The tendency of Aussie blokes to make everything about beer is becoming embarrassing. And it’s not just cricketers – even a former Prime Minister happily smashed a schooey at the SCG a few summers ago. (Bob Hawke, obviously.) That video’s already got 1.3 million views on YouTube, because of course it does.

By contrast, I find it hard to believe that our current generation of cricketers isn’t too fit and professional to make boozing a regular part of their ritual. Michael Clarke looks like the kind of guy who does Pilates, and in a nation whose waistlines are becoming dangerously stretched, we should surely be admiring him for it.

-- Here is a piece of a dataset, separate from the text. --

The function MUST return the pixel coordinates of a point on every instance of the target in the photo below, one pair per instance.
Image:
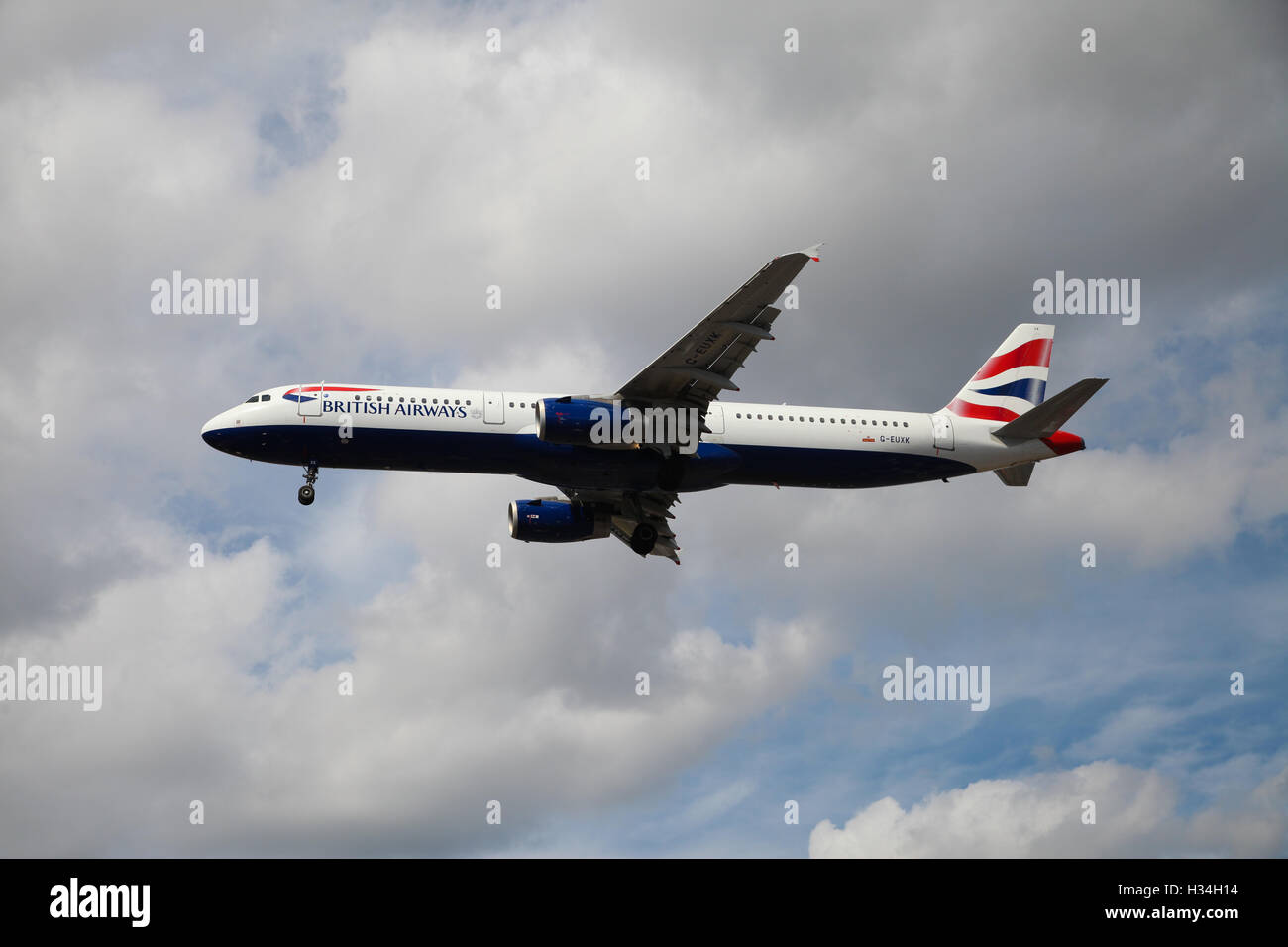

Of course there’s nothing wrong with a few beers to celebrate, especially after a World Cup that’s dragged on for months. But it should be done privately and subtly, in a way that doesn’t encourage people to emulate their sporting heroes. It certainly shouldn’t be glorified in front of an audience of billions the way it was last night.

Drinking should be done in a way that doesn’t courage young Australians to emulate their sporting heroes. Source: Instagram.

We’ve seen that when cricketers put their mind to it, they can be fabulous role models – look at how they’ve embraced the McGrath Foundation, to the extent that they wear pink for a day each year. Pink! Like girls!

So why can’t the same maturity be extended to their approach to alcohol? Why can’t our sporting triumphs just be about the triumph, instead of the drinking that follows?

Or does that make me a bad bloke, Warnie? A politically correct killjoy? Sorry, mate. I’ll buy you a few beers sometime, eh? #Thirsty!